GRRRR!! is the second studio album by Australian rock band Girl Monstar, released on 27 January 2026. It marked the band's first new music since 1992. Its release was also announced on Australian online music news website Noise11. The album’s release was also noted by Australian music publication Rhythms, which reported that GRRRR!! marked Girl Monstar’s first new album in 34 years.

== Track listing ==

| No. | Title | Writer(s) | Length |
|---|---|---|---|
| 1. | "Hate Train" | Sherry Rich, Anne McCue, Ros Zimmerman |  |
| 2. | "Control Babe" | Anne McCue |  |
| 3. | "Blue Cats with Green Eyes" | Sherry Rich, Anne McCue |  |
| 4. | "Rats" | Sherry Rich, Anne McCue |  |
| 5. | "Love Song for a Street Kid" | Sherry Rich, Anne McCue |  |
| 6. | "I Don’t Wanna Know" | Sherry Rich |  |
| 7. | "Soul Position" | Anne McCue |  |
| 8. | "Mohawk Wig" | Sherry Rich, Anne McCue, Susan Shaw, Janene Abbott |  |
| 9. | "Slippin’ Through The Cracks" | Sherry Rich |  |
| 10. | "Rain is Coming" | Anne McCue |  |

==Personnel==
- Girl Monstar
- Anne McCue: lead guitar, keyboards, lead vocals (tracks 2, 5, 7, 10)
- Sherry Rich: guitar, lead vocals (tracks 1, 3, 4, 6, 8, 9)
- Susan Shaw: drums, backing vocals
- Janene Abbott: bass, backing vocals

==Reception==
In a review for I-94 Bar, GRRRR!! was praised for its groove-driven sound and melodic strength. The reviewer highlighted the rhythm section's "smooth 'n' slinky" feel and noted the band's blend of neo-garage rock with pop sensibilities. Tracks such as Hate Train, Soul Position, Control Babe, and Blue Cats With Green Eyes were singled out, while the rawer songs Mohawk Wig and Rats were cited as energetic highlights. The review concluded that GRRRR!! represents "a great return that holds up."
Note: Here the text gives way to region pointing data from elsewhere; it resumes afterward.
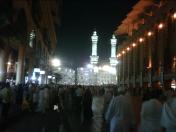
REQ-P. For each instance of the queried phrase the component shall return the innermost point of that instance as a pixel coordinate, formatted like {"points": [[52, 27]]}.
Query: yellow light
{"points": [[141, 40], [133, 44], [174, 16], [118, 55], [160, 26], [149, 33], [8, 63]]}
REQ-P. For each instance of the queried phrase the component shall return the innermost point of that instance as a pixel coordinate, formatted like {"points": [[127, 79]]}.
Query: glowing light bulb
{"points": [[174, 16], [133, 44], [149, 33], [128, 48], [160, 26]]}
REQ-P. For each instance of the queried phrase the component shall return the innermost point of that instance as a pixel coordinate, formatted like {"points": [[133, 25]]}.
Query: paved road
{"points": [[49, 122]]}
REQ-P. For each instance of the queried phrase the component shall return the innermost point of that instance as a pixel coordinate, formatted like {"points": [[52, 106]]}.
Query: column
{"points": [[2, 65], [128, 63], [134, 67], [20, 65], [141, 63]]}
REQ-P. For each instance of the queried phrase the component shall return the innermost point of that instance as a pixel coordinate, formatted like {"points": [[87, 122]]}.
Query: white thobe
{"points": [[120, 114], [97, 109], [151, 116], [168, 118]]}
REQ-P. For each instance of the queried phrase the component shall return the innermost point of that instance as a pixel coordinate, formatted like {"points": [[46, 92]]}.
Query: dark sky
{"points": [[79, 19]]}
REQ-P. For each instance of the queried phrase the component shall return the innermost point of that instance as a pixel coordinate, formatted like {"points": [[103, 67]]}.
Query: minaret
{"points": [[113, 60], [94, 57]]}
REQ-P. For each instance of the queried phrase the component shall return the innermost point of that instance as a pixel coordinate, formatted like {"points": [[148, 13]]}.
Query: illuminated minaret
{"points": [[113, 60], [94, 57]]}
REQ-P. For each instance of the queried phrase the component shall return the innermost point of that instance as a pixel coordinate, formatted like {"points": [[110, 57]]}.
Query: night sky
{"points": [[78, 21]]}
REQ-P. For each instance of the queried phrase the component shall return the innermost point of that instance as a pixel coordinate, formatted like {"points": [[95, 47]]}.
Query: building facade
{"points": [[27, 37], [147, 57]]}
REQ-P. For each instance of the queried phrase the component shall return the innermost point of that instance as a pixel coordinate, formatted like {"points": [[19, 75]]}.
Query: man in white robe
{"points": [[150, 116], [168, 118], [120, 114]]}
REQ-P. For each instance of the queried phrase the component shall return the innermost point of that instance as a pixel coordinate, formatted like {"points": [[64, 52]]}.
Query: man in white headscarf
{"points": [[120, 114], [168, 118], [151, 113]]}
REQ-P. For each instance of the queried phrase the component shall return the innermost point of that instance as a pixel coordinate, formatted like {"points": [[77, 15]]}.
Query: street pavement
{"points": [[48, 122]]}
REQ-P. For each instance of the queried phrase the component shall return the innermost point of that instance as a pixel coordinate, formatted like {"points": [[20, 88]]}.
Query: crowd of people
{"points": [[105, 108]]}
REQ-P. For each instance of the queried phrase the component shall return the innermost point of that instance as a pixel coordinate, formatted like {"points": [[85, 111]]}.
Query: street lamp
{"points": [[56, 62]]}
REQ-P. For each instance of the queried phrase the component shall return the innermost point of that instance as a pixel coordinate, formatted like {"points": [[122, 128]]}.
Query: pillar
{"points": [[20, 65], [2, 65], [134, 67]]}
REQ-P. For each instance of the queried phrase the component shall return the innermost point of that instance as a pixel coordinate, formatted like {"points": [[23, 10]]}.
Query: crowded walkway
{"points": [[61, 108]]}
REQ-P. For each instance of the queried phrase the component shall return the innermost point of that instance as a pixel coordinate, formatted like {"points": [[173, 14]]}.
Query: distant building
{"points": [[94, 73], [147, 58], [27, 37]]}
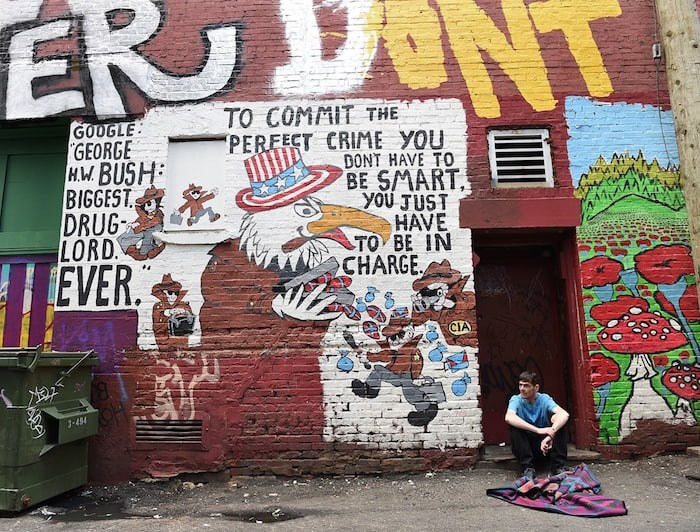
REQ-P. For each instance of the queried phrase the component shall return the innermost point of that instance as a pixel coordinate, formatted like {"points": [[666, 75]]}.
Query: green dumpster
{"points": [[45, 421]]}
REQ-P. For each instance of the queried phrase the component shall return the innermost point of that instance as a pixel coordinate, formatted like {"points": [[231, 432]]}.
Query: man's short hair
{"points": [[531, 377]]}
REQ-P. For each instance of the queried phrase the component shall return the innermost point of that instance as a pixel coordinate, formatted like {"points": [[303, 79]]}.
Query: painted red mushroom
{"points": [[631, 329], [683, 379]]}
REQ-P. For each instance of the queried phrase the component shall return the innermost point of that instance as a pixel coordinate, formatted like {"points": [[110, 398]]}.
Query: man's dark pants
{"points": [[525, 445]]}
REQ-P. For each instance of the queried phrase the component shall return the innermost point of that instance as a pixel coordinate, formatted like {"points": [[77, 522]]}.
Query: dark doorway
{"points": [[519, 319]]}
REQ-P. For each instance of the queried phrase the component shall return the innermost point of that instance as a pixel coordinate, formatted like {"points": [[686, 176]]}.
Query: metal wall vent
{"points": [[520, 158], [169, 431]]}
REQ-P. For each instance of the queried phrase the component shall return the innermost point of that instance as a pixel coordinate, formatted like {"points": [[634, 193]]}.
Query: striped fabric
{"points": [[27, 291]]}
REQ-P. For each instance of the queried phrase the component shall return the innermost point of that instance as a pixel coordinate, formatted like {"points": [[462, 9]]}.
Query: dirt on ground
{"points": [[661, 493]]}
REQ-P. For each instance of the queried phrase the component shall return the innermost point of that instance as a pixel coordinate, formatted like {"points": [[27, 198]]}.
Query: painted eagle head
{"points": [[296, 234]]}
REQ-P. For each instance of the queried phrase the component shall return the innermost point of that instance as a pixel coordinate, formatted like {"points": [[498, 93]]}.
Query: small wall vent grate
{"points": [[520, 158], [169, 431]]}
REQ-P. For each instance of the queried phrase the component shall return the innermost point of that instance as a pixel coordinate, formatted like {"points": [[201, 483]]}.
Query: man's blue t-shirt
{"points": [[537, 413]]}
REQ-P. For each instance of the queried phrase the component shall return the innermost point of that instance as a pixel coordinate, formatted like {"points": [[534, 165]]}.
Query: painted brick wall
{"points": [[312, 308]]}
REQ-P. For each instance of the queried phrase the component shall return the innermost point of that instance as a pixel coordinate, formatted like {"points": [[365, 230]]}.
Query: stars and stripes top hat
{"points": [[279, 177]]}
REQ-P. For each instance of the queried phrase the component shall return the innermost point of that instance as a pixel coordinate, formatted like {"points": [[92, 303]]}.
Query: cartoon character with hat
{"points": [[138, 241], [287, 231], [440, 297], [195, 198], [404, 365], [172, 316]]}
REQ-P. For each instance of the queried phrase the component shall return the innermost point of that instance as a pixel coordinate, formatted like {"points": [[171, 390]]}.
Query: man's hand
{"points": [[546, 445], [546, 431]]}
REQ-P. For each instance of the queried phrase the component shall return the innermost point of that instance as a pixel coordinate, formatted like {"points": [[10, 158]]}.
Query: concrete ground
{"points": [[661, 493]]}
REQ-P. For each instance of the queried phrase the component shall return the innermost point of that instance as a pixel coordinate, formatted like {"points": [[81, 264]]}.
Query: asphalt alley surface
{"points": [[661, 493]]}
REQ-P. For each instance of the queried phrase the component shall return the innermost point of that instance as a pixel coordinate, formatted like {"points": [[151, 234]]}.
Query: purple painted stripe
{"points": [[15, 300], [24, 259], [37, 322]]}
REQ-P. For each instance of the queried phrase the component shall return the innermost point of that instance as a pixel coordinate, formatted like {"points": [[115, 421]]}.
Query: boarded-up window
{"points": [[32, 172]]}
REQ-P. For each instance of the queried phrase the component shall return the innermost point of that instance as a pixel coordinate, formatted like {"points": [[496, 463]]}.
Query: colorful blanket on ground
{"points": [[574, 492]]}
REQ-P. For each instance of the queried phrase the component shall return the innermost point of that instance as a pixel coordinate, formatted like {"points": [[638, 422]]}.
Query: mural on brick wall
{"points": [[640, 296], [335, 212], [332, 49]]}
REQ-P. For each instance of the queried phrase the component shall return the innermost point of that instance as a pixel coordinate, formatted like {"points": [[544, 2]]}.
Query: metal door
{"points": [[519, 328]]}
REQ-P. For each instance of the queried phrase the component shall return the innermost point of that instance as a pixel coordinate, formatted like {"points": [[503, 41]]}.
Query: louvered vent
{"points": [[169, 431], [520, 158]]}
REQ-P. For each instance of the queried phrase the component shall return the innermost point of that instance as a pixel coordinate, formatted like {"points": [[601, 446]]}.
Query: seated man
{"points": [[536, 426]]}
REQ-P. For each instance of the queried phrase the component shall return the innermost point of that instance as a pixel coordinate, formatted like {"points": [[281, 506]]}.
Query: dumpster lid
{"points": [[31, 357]]}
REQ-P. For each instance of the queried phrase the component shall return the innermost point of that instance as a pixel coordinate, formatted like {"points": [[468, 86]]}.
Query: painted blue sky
{"points": [[601, 128]]}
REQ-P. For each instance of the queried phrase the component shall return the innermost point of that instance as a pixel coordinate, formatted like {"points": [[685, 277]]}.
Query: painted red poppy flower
{"points": [[665, 264]]}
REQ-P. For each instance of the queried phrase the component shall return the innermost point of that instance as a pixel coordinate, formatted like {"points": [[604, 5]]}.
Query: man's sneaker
{"points": [[530, 473]]}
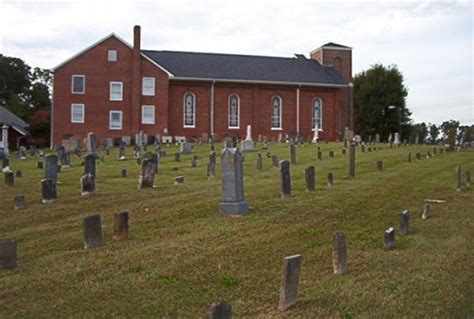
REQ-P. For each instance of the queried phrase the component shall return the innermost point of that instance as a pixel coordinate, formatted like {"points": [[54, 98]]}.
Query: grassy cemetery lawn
{"points": [[182, 255]]}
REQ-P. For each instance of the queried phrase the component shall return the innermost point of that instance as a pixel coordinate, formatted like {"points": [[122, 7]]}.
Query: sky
{"points": [[431, 42]]}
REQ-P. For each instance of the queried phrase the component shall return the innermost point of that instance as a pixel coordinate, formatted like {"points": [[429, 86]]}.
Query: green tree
{"points": [[379, 102]]}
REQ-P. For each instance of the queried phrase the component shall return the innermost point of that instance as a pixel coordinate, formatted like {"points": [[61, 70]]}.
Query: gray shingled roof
{"points": [[245, 67]]}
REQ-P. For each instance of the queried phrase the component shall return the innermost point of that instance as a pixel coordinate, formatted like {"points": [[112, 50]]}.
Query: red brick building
{"points": [[114, 89]]}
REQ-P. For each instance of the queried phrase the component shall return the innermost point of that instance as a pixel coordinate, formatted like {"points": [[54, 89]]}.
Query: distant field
{"points": [[183, 255]]}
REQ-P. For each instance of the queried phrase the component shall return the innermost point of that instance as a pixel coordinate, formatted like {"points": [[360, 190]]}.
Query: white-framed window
{"points": [[189, 110], [234, 111], [115, 120], [112, 55], [116, 91], [148, 114], [77, 113], [276, 112], [148, 86], [78, 84], [317, 112]]}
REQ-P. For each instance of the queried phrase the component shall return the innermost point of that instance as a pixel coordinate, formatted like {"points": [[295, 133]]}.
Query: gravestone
{"points": [[51, 171], [289, 282], [19, 202], [232, 183], [92, 231], [89, 164], [339, 253], [120, 226], [404, 220], [87, 185], [8, 254], [309, 177], [48, 190], [285, 179], [390, 238], [220, 310]]}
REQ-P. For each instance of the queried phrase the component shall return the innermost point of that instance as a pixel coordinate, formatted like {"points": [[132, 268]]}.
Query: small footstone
{"points": [[289, 282]]}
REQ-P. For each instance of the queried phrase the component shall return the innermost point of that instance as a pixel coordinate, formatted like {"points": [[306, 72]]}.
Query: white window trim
{"points": [[143, 86], [110, 120], [280, 128], [143, 114], [72, 112], [121, 91], [72, 83], [320, 129], [184, 110], [238, 112]]}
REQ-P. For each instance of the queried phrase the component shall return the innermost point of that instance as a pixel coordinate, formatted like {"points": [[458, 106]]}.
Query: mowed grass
{"points": [[182, 255]]}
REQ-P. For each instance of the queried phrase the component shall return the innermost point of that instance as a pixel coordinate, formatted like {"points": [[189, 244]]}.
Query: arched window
{"points": [[234, 111], [189, 109], [276, 112], [317, 110]]}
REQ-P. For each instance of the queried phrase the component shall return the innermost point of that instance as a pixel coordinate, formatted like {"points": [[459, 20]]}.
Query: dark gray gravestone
{"points": [[92, 231], [89, 164], [9, 178], [19, 202], [285, 179], [259, 162], [48, 190], [309, 178], [121, 226], [87, 185], [330, 180], [147, 177], [293, 154], [352, 161], [339, 253], [289, 282], [220, 310], [275, 162], [390, 238], [232, 183], [51, 171], [8, 254], [404, 222]]}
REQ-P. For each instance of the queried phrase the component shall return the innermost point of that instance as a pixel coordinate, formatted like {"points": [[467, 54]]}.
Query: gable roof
{"points": [[10, 119], [248, 68]]}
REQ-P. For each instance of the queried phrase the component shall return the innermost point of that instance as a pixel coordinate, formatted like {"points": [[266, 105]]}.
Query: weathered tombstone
{"points": [[232, 183], [404, 221], [330, 180], [289, 282], [275, 162], [92, 231], [309, 177], [48, 190], [285, 179], [352, 160], [9, 178], [380, 166], [120, 226], [19, 202], [51, 171], [426, 212], [293, 154], [89, 164], [147, 177], [8, 254], [390, 238], [87, 185], [259, 162], [339, 253], [220, 310]]}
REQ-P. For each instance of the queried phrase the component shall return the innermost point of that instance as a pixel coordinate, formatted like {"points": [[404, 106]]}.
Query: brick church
{"points": [[114, 89]]}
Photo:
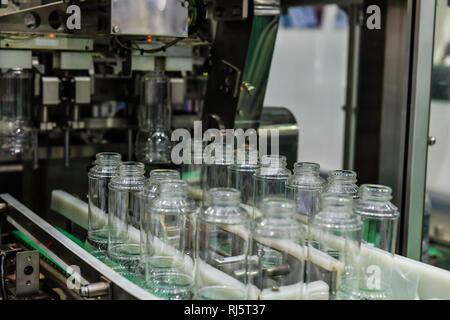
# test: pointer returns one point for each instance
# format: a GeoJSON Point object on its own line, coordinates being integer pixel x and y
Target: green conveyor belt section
{"type": "Point", "coordinates": [31, 244]}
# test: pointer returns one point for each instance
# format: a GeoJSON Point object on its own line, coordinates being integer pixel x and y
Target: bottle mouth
{"type": "Point", "coordinates": [273, 161]}
{"type": "Point", "coordinates": [108, 158]}
{"type": "Point", "coordinates": [375, 192]}
{"type": "Point", "coordinates": [306, 167]}
{"type": "Point", "coordinates": [278, 207]}
{"type": "Point", "coordinates": [336, 200]}
{"type": "Point", "coordinates": [164, 174]}
{"type": "Point", "coordinates": [171, 188]}
{"type": "Point", "coordinates": [224, 196]}
{"type": "Point", "coordinates": [132, 169]}
{"type": "Point", "coordinates": [344, 175]}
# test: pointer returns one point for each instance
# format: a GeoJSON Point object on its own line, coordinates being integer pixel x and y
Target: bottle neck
{"type": "Point", "coordinates": [342, 177]}
{"type": "Point", "coordinates": [108, 159]}
{"type": "Point", "coordinates": [376, 193]}
{"type": "Point", "coordinates": [131, 169]}
{"type": "Point", "coordinates": [307, 169]}
{"type": "Point", "coordinates": [274, 162]}
{"type": "Point", "coordinates": [224, 197]}
{"type": "Point", "coordinates": [173, 189]}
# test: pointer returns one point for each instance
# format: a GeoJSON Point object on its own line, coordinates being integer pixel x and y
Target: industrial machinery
{"type": "Point", "coordinates": [80, 77]}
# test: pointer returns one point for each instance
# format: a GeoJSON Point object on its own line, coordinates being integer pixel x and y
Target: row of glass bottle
{"type": "Point", "coordinates": [235, 251]}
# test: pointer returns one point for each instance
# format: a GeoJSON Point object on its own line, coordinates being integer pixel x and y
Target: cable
{"type": "Point", "coordinates": [2, 276]}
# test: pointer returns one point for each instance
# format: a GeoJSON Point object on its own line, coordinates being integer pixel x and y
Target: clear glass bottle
{"type": "Point", "coordinates": [342, 182]}
{"type": "Point", "coordinates": [170, 240]}
{"type": "Point", "coordinates": [221, 247]}
{"type": "Point", "coordinates": [216, 175]}
{"type": "Point", "coordinates": [271, 178]}
{"type": "Point", "coordinates": [146, 197]}
{"type": "Point", "coordinates": [240, 175]}
{"type": "Point", "coordinates": [153, 142]}
{"type": "Point", "coordinates": [276, 262]}
{"type": "Point", "coordinates": [124, 216]}
{"type": "Point", "coordinates": [380, 219]}
{"type": "Point", "coordinates": [100, 176]}
{"type": "Point", "coordinates": [334, 243]}
{"type": "Point", "coordinates": [305, 187]}
{"type": "Point", "coordinates": [16, 89]}
{"type": "Point", "coordinates": [192, 172]}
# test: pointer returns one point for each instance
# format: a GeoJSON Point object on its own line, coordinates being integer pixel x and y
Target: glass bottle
{"type": "Point", "coordinates": [146, 197]}
{"type": "Point", "coordinates": [16, 133]}
{"type": "Point", "coordinates": [221, 247]}
{"type": "Point", "coordinates": [334, 242]}
{"type": "Point", "coordinates": [192, 172]}
{"type": "Point", "coordinates": [170, 241]}
{"type": "Point", "coordinates": [240, 175]}
{"type": "Point", "coordinates": [278, 254]}
{"type": "Point", "coordinates": [153, 142]}
{"type": "Point", "coordinates": [216, 175]}
{"type": "Point", "coordinates": [343, 182]}
{"type": "Point", "coordinates": [271, 178]}
{"type": "Point", "coordinates": [100, 176]}
{"type": "Point", "coordinates": [305, 187]}
{"type": "Point", "coordinates": [380, 219]}
{"type": "Point", "coordinates": [124, 215]}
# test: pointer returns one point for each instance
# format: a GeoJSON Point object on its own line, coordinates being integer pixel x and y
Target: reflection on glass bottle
{"type": "Point", "coordinates": [342, 182]}
{"type": "Point", "coordinates": [146, 197]}
{"type": "Point", "coordinates": [240, 175]}
{"type": "Point", "coordinates": [221, 247]}
{"type": "Point", "coordinates": [334, 246]}
{"type": "Point", "coordinates": [271, 178]}
{"type": "Point", "coordinates": [278, 254]}
{"type": "Point", "coordinates": [100, 176]}
{"type": "Point", "coordinates": [305, 187]}
{"type": "Point", "coordinates": [153, 144]}
{"type": "Point", "coordinates": [16, 134]}
{"type": "Point", "coordinates": [124, 215]}
{"type": "Point", "coordinates": [170, 241]}
{"type": "Point", "coordinates": [380, 218]}
{"type": "Point", "coordinates": [193, 172]}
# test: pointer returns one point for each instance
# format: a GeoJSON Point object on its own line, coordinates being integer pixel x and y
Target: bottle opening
{"type": "Point", "coordinates": [224, 196]}
{"type": "Point", "coordinates": [375, 192]}
{"type": "Point", "coordinates": [306, 167]}
{"type": "Point", "coordinates": [132, 169]}
{"type": "Point", "coordinates": [108, 158]}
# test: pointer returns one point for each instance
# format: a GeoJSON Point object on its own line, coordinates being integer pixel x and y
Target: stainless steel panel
{"type": "Point", "coordinates": [66, 253]}
{"type": "Point", "coordinates": [27, 273]}
{"type": "Point", "coordinates": [82, 90]}
{"type": "Point", "coordinates": [149, 17]}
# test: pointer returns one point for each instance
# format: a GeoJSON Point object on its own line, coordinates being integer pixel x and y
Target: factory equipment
{"type": "Point", "coordinates": [81, 78]}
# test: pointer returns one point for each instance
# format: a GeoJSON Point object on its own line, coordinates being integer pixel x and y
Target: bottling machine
{"type": "Point", "coordinates": [73, 79]}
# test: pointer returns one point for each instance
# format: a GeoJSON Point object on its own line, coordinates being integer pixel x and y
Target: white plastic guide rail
{"type": "Point", "coordinates": [67, 253]}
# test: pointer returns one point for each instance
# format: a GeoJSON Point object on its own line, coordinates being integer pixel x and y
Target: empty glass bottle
{"type": "Point", "coordinates": [240, 175]}
{"type": "Point", "coordinates": [334, 245]}
{"type": "Point", "coordinates": [277, 256]}
{"type": "Point", "coordinates": [305, 187]}
{"type": "Point", "coordinates": [271, 178]}
{"type": "Point", "coordinates": [221, 247]}
{"type": "Point", "coordinates": [100, 176]}
{"type": "Point", "coordinates": [343, 182]}
{"type": "Point", "coordinates": [16, 91]}
{"type": "Point", "coordinates": [153, 144]}
{"type": "Point", "coordinates": [380, 218]}
{"type": "Point", "coordinates": [192, 172]}
{"type": "Point", "coordinates": [216, 175]}
{"type": "Point", "coordinates": [124, 215]}
{"type": "Point", "coordinates": [170, 242]}
{"type": "Point", "coordinates": [146, 197]}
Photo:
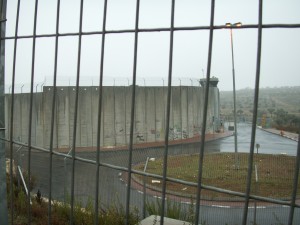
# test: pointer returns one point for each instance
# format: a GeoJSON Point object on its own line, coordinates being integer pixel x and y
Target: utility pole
{"type": "Point", "coordinates": [3, 188]}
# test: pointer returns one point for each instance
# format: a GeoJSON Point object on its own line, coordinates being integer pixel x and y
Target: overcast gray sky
{"type": "Point", "coordinates": [280, 51]}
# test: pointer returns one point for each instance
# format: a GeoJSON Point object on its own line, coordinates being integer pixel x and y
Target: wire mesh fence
{"type": "Point", "coordinates": [136, 146]}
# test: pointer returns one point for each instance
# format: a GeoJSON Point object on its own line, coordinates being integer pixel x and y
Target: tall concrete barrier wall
{"type": "Point", "coordinates": [149, 118]}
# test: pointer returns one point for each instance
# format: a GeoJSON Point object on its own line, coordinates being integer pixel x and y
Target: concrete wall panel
{"type": "Point", "coordinates": [149, 121]}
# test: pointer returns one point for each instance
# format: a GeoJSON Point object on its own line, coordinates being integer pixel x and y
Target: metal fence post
{"type": "Point", "coordinates": [3, 188]}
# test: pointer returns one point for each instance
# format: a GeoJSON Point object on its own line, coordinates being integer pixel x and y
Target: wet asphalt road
{"type": "Point", "coordinates": [113, 189]}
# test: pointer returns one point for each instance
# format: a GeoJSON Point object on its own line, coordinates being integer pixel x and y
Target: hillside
{"type": "Point", "coordinates": [275, 103]}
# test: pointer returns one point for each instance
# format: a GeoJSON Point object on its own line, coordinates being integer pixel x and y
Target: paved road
{"type": "Point", "coordinates": [114, 190]}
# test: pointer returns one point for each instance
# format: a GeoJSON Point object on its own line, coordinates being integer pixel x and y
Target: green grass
{"type": "Point", "coordinates": [275, 174]}
{"type": "Point", "coordinates": [83, 214]}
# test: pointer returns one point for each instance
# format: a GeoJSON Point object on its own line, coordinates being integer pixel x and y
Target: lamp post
{"type": "Point", "coordinates": [230, 25]}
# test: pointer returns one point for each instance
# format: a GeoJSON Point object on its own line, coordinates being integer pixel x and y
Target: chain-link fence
{"type": "Point", "coordinates": [146, 145]}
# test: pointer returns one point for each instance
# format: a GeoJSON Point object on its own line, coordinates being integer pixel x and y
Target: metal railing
{"type": "Point", "coordinates": [96, 162]}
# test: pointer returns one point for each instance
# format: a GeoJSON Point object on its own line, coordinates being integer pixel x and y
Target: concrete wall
{"type": "Point", "coordinates": [150, 115]}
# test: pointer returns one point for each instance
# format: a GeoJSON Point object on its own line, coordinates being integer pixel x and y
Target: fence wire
{"type": "Point", "coordinates": [80, 175]}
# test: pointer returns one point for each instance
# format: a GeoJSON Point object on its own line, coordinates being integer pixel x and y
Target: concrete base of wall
{"type": "Point", "coordinates": [155, 220]}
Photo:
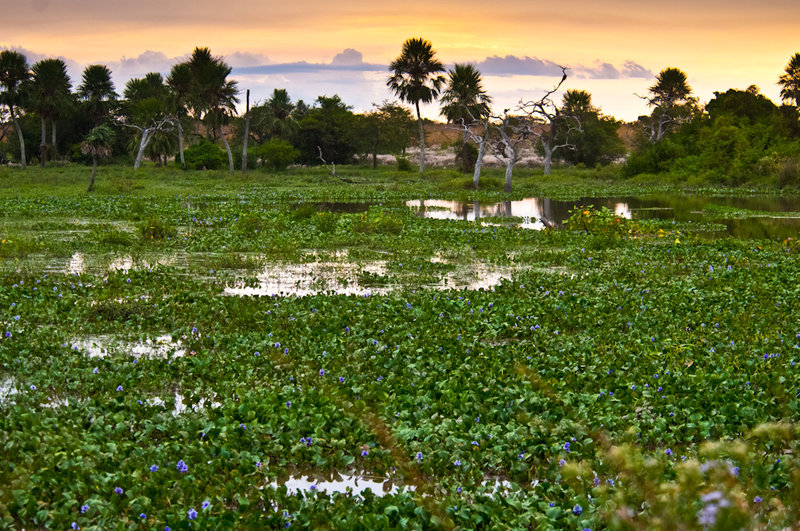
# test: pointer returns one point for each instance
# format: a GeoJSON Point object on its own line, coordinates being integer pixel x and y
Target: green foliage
{"type": "Point", "coordinates": [204, 155]}
{"type": "Point", "coordinates": [466, 156]}
{"type": "Point", "coordinates": [403, 164]}
{"type": "Point", "coordinates": [744, 137]}
{"type": "Point", "coordinates": [276, 154]}
{"type": "Point", "coordinates": [616, 386]}
{"type": "Point", "coordinates": [329, 128]}
{"type": "Point", "coordinates": [156, 228]}
{"type": "Point", "coordinates": [600, 222]}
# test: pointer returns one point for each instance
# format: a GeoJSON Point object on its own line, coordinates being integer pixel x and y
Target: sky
{"type": "Point", "coordinates": [613, 49]}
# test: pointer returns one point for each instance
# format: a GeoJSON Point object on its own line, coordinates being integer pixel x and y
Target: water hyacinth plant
{"type": "Point", "coordinates": [594, 379]}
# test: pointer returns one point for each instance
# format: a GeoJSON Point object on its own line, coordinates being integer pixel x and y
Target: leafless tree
{"type": "Point", "coordinates": [163, 125]}
{"type": "Point", "coordinates": [546, 120]}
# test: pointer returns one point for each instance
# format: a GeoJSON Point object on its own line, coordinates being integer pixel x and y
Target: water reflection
{"type": "Point", "coordinates": [540, 212]}
{"type": "Point", "coordinates": [102, 346]}
{"type": "Point", "coordinates": [380, 486]}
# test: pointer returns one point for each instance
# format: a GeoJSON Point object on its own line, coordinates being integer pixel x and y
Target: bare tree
{"type": "Point", "coordinates": [163, 125]}
{"type": "Point", "coordinates": [546, 119]}
{"type": "Point", "coordinates": [513, 131]}
{"type": "Point", "coordinates": [246, 133]}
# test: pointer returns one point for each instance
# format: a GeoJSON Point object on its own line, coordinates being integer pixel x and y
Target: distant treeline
{"type": "Point", "coordinates": [189, 117]}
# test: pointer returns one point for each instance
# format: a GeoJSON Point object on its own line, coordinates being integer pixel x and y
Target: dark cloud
{"type": "Point", "coordinates": [511, 65]}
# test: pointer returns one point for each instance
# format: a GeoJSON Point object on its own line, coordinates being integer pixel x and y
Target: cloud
{"type": "Point", "coordinates": [348, 57]}
{"type": "Point", "coordinates": [74, 68]}
{"type": "Point", "coordinates": [349, 60]}
{"type": "Point", "coordinates": [245, 59]}
{"type": "Point", "coordinates": [511, 65]}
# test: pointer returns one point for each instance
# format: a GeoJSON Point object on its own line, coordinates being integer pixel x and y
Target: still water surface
{"type": "Point", "coordinates": [743, 217]}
Music blog The Rearview Mirror noted that the band's new material on GRRRR!!, led by tracks such as Hate Train and Blue Cat With Green Eyes, showed Girl Monstar "poised to make you want to rock out with them all over again".

The release of the second single from the album, Hate Train, along with its accompanying video, was noted by online music news sites Backseat Mafia and The Rockpit.